For batch tickets or custody transfer, the corrected volume must be reported with the meter factor and product identification. Many jurisdictions require adherence to the MPMS standards for fiscal measurement.
Good Practice: Implement the compressibility correction in automated measurement software using the analytical equation provided in the standard. This eliminates interpolation errors and ensures consistency across the measurement system.
4. Compliance, Limitations, and Best Practices
4.1 Compliance with Industry Standards
API MPMS 11.2.1M (1984) is a recognized standard under the American Petroleum Institute’s MPMS program. While the 1984 edition has been superseded by later revisions (which include expanded ranges and updated data), many legacy systems and contracts still reference this edition. Auditors and regulatory bodies typically accept the use of this standard provided it is applied correctly and the measurement conditions fall within its published limits.
4.2 Limitations
- Saturation condition: The correlation is only valid for liquids at their bubble point. For compressed (undersaturated) liquids, alternative MPMS chapters must be used.

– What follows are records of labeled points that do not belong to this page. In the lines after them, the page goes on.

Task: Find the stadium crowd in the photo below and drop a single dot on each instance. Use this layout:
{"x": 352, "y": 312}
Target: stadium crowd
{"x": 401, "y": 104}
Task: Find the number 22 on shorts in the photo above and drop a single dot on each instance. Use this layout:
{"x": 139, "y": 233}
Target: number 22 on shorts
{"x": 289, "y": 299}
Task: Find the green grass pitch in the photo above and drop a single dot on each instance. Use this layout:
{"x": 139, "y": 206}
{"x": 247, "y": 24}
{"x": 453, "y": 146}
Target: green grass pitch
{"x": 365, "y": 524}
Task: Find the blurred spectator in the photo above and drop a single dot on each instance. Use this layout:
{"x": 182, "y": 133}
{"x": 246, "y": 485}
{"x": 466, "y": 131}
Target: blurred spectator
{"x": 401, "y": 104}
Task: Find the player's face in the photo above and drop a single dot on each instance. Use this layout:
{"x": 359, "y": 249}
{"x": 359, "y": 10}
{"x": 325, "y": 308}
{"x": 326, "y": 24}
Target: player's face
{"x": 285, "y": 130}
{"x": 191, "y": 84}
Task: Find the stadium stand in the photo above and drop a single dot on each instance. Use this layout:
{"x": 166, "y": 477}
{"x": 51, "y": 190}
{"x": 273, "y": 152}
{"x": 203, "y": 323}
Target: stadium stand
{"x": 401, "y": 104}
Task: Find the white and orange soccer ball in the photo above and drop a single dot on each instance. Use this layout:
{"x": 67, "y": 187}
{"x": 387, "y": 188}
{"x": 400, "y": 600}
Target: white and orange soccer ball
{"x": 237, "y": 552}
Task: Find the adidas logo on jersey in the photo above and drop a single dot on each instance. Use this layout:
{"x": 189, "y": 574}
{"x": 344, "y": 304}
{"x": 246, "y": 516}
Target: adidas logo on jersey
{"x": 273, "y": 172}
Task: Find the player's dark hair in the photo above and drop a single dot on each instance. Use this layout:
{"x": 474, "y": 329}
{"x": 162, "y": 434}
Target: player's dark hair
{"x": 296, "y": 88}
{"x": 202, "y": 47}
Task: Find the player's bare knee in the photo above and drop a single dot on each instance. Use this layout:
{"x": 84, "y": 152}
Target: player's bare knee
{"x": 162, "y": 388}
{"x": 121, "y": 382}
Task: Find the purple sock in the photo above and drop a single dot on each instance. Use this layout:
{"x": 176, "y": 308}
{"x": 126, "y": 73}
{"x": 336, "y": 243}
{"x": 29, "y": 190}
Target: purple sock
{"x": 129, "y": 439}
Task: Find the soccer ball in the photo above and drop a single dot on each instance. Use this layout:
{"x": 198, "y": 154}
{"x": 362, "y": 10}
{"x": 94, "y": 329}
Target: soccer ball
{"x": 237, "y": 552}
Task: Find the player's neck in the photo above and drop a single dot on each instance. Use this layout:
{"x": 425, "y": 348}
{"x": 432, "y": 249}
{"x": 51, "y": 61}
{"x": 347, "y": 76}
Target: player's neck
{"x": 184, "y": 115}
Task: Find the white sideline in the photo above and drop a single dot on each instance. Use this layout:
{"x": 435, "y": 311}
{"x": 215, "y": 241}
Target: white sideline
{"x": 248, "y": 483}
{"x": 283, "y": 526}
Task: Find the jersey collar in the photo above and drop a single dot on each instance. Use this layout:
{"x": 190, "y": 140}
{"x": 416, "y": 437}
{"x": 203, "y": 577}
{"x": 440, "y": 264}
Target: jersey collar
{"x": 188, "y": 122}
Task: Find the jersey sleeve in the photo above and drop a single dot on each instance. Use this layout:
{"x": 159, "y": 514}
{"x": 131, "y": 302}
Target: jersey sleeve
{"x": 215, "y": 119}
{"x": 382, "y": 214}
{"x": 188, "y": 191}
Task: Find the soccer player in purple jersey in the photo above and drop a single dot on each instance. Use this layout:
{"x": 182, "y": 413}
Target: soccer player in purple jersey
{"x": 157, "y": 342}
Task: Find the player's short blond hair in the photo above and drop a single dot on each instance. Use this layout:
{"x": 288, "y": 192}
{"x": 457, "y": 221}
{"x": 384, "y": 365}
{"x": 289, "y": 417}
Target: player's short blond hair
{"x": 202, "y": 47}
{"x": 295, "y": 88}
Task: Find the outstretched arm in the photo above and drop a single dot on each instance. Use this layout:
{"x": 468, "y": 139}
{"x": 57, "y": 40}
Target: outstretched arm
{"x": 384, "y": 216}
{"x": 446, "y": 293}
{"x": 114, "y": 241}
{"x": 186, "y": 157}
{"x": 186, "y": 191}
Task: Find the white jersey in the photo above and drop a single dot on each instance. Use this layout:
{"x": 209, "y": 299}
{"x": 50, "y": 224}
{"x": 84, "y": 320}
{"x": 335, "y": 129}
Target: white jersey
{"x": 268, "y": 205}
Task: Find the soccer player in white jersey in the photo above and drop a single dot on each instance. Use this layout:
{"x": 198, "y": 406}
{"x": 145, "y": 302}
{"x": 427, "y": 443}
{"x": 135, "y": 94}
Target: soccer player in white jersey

- Product types: The tables are grouped by general product categories (e.g., crude, gasoline, middle distillates). Users must select the appropriate table for their specific fluid.
- Near-critical conditions: At temperatures and pressures approaching the critical point of the fluid, compressibility can become very large and the correlation may lose accuracy.
- Very high viscosity: The experimental basis of the correlation did not include highly viscous or waxy crudes; caution is advised for such fluids.
Misapplication Hazard: Using the saturated-liquid compressibility factor for a gas-saturated or two-phase mixture can cause volume errors exceeding 0.5%, which is unacceptable for custody transfer. Always verify the phase condition before applying this standard.
4.3 Best Practices
- Verify the fluid’s saturation pressure through representative sampling or validated correlations.
- Regularly check the calibration of pressure and temperature sensors used in the correction.
- Ensure that the compressibility factor table selected matches the fluid type (e.g., crude oil, gasoline, NGLs).
- When in doubt, consult the latest edition of API MPMS 11.2.1 (current editions may offer better accuracy and broader applicability).
The use of this 1984 edition is decreasing as the industry moves to more recent versions (e.g., 2007, 2012). However, for historical data consistency or regulatory legacy, MPMS 11.2.1M (1984) remains a reference document.
Frequently Asked Questions
Q: Is API MPMS 11.2.1M (1984) still considered a valid standard for custody transfer?
A: Yes, many contracts and regulations still accept the 1984 edition. However, where permitted, using the most current edition of API MPMS 11.2.1 is recommended for improved accuracy and extended ranges.
Q: Which hydrocarbon fluids are covered by this standard?
A: The standard applies to saturated hydrocarbon liquids typically found in production, refining, and transport: crude oils, gasolines, natural gas liquids (NGLs), and middle distillates such as diesel and kerosene. It does not apply to heavy fuel oils or asphalt.
Q: How do I determine the saturation pressure of the liquid to calculate ΔP?
A: Saturation pressure can be obtained from a fluid sample analysis (e.g., flash calculation) or estimated using correlations such as that of Whitson or API MPMS Chapter 11.2.1 itself may provide guidance. For most crude oils, the bubble point is obtained from a pressure–volume–temperature (PVT) report.
Q: Can I use the standard for refrigerated hydrocarbon liquids (e.g., liquid nitrogen, LNG)?
A: No. The temperature range of the standard is −10 °C to 150 °C. Cryogenic conditions require separate standards, such as API MPMS 11.2.2M for LNG compressibility.